The repo I linked to above is the original port, it includes a basic wrapper that produces an XML node tree. CsQuery versions 1.3 and higher use this parser.
There is also AngleSharp
AngleSharp is a .NET library that gives you the ability to parse angle bracket based hyper-texts like HTML, SVG, and MathML. XML without validation is also supported by the library. An important aspect of AngleSharp is that CSS can also be parsed. The parser is built upon the official W3C specification. This produces a perfectly portable HTML5 DOM representation of the given source code. Also current features such as querySelector or querySelectorAll work for tree traversal.
Html Agility Pack was given as the answer to a StackOverflow question some time ago
The Html Agility Pack is still an outstanding solution for parsing HTML.
is it still the best option?
Best? well that all depends on the task at hand, but generally I think so. There are occasions when it does fall short of being ideal, but generally it will do a great job.

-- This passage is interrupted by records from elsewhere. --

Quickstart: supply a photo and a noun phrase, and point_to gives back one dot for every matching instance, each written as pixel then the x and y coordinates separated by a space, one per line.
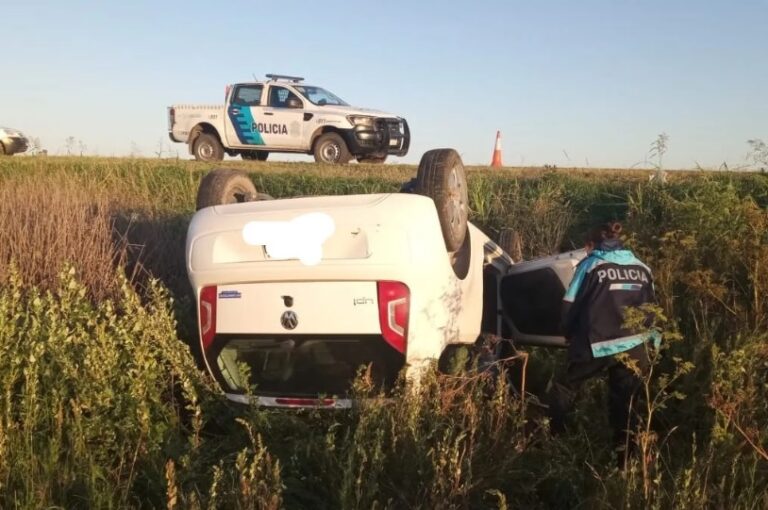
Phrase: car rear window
pixel 302 366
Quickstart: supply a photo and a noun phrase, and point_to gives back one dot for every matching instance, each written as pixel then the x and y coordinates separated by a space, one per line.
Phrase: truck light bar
pixel 294 79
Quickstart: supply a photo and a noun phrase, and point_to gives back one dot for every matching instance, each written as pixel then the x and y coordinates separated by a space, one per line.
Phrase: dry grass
pixel 47 224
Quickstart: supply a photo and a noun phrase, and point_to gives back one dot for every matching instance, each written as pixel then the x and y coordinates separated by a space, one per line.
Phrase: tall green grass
pixel 102 406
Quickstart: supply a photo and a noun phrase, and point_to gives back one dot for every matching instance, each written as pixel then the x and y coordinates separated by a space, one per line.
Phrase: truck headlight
pixel 360 120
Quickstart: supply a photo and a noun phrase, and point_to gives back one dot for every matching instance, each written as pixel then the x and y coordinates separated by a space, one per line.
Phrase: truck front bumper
pixel 387 136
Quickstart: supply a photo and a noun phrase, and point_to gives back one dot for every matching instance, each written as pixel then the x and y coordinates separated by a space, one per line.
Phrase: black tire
pixel 255 155
pixel 207 147
pixel 225 186
pixel 331 149
pixel 441 177
pixel 373 160
pixel 511 242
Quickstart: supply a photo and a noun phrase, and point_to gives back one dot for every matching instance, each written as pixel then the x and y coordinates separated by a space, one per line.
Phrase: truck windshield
pixel 319 96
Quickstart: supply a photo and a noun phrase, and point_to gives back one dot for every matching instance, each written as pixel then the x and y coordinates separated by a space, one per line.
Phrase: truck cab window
pixel 247 95
pixel 281 97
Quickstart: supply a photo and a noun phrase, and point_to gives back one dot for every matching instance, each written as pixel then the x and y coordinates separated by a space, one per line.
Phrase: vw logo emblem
pixel 289 320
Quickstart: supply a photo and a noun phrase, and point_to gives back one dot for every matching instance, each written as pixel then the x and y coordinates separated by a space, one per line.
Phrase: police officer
pixel 607 281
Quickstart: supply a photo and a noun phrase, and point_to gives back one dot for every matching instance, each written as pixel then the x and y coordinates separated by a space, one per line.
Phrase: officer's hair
pixel 606 231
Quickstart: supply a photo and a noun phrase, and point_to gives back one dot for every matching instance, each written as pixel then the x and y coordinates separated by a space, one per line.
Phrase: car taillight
pixel 394 304
pixel 207 316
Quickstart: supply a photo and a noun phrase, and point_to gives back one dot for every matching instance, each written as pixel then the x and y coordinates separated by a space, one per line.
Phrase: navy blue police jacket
pixel 605 283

Is there something more lightweight?
You could try this: http://csharptest.net/browse/src/Library/Html/
It's nothing more than a hand-full of source files that pick apart HTML/XML via Regex. It supports a light-weight DOM and XPath but not much else. (help contents)
[Example]
public void TestParse() {
string notxml = "<html id=a ><body foo='bar' bar=\"foo\" />";
var html = new HtmlLightDocument(notxml).Root;
Assert.AreEqual("html", html.TagName);
Assert.AreEqual(1, html.Attributes.Count);
Assert.AreEqual("a", html.Attributes["id"]);
Assert.AreEqual(1, html.Children.Count);
}
Alternatively you can use the parser directly instead of building a DOM tree. Just implement the IXmlLightReader interface, and call the static XmlLightParser.Parse method.
PS: It was written to solve an in-house debate: that Regex can parse HTML! Since then we have actually found many uses for it since it is lightweight enough to embed anywhere. There are still ways to confuse the DOM heirarchy builder, but I haven't found any HTML the parser won't handle.
I have used this before, pretty easy-to-flow api. I think in C#/.Net domain, this is a very good choice.
There is a java library here. Looks pretty good even though I don't have personal experience.
best is a very relative term, for your question, i imagine you are searching for a reliable tool, so i think this feature should be taken into consideration.
I would look for the support and strength of the company that provides the tool.
It's a horrible feeling when you try to contact support for any tool that uses and the answer is, this company no longer exists.
As HAP is maintained by the developer community, I would rather trust her.
If you are prepared to look outside the .NET
world,
the Python
SO community recommends Beautiful Soup,
for example html-parser-in-python.
Beautiful Soup is a Python HTML/XML parser designed for quick turnaround projects like screen-scraping.